Is #mastodon becoming an echo chamber? This post from @carnage4life has me questioning our community. The Mastodon team is finally getting some traction, the product improvements are increasing, The #UX is improving, yet people posting on multiple platforms are making comments like this. It's confusing.

I *know* people here don't want this to be a classic social media-clone but we'd *like* journalists to be here right? They aren't coming with examples like this!

OK, this is going even MORE sideways so I need to make a few things clear:
1. I took a complex point and made it poorly
2. My goal was to ask for more inclusiveness
3. I am sickened by what happend to BlackTwitter and I don't want it recur
4. But I can't speak for BlackTwitter nor should I
5. I apologize to black mastodon users for making such a poor comparison
6. I'm not endorsing "AI Slop" they were a foil to make my point
7. I'm certainly NOT trying to compare AI bros to Black twitter (but, as I said, I can see how people made that connection. I'm trying to correct that here)
@scottjenson Respectfully, Mastodon is less of an echo chamber than any social media on earth presently.
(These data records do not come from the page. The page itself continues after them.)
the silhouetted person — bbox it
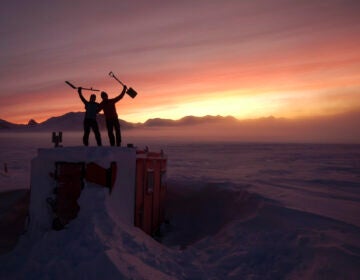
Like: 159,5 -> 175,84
99,85 -> 127,146
78,87 -> 101,146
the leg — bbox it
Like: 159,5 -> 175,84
106,120 -> 115,146
83,119 -> 91,146
92,120 -> 101,146
114,120 -> 121,146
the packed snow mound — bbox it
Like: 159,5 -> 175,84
0,186 -> 181,279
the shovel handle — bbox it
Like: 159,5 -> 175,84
109,71 -> 125,86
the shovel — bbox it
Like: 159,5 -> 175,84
109,71 -> 137,98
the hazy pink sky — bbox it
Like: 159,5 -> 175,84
0,0 -> 360,123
That's exactly why people bounce off of it. There is absolutely nothing built into the system to shepherd you into a "good" experience. It's just humans. Love 'em or leave 'em, but if you stay it's on you to curate your experience. A lotta people don't like that, and that's OK. All Mastodon users ever asked for was the option to exist in a space they owned. Not for Threads, Bluesky, and Twitter to all shut down and everyone to be on Mastodon.

@tael Respectfully, we're looking at very different feeds. I assume you've heard of the reply guys getting in peoples mentions telling people off for not doing alt text, or content warnings? THAT is why good people are bouncing and that is exactly why it *is* an echo chamber. If you don't conform to these rules, instead of, you know, just not following them, or blocking them, or hell, defederating their server (all of which I would be fine with) people feel so privileged that they get in these new comers face and tell them "you're doing it wrong".
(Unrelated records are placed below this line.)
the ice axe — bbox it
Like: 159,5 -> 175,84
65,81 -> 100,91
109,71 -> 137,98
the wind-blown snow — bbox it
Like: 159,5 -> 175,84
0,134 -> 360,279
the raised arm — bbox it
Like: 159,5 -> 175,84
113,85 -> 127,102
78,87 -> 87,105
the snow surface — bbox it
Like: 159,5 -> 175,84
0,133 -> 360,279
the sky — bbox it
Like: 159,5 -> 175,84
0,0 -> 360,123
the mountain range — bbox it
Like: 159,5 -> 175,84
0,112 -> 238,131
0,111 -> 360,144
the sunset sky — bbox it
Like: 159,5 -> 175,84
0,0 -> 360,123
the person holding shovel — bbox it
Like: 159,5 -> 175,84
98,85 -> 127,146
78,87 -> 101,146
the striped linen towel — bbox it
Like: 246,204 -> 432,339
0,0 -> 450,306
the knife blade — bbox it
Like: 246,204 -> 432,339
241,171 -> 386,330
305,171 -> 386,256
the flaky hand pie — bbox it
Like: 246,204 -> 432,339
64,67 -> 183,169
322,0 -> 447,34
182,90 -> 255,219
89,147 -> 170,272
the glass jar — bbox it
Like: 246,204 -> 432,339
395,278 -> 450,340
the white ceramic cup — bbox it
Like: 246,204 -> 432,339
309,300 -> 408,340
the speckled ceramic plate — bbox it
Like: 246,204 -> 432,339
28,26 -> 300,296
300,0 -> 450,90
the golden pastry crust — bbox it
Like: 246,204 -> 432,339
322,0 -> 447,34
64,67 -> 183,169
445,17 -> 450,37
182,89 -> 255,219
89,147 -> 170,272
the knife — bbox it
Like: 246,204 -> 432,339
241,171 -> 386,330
We should be encouraging communities that we don't agree with. This isn't "the nazi bar" story. There ISNT a single bar! It's the "you can't come into MY bar" story. That's what federation was built for. Why is that so hard for people to live with?

@scottjenson I don't think you're going to be persuaded away from this view. However, the reply guys exposing you to a paradigm different from your own, holding you to expectations you're unfamiliar with, are exactly what makes it not an echo chamber. If nobody ever bothered you or came into your notifs to disagree with you, you'd be in an echo chamber. Which it seems is what you're used to.

In most social media, there might be Nazis and communists on the same website. The algorithm constructs separate "bars" for them by simply not showing them each others' posts, heavily auto-moderating what language you can use in your posts, and recommending you people to follow that you like to interact with because you agree with them.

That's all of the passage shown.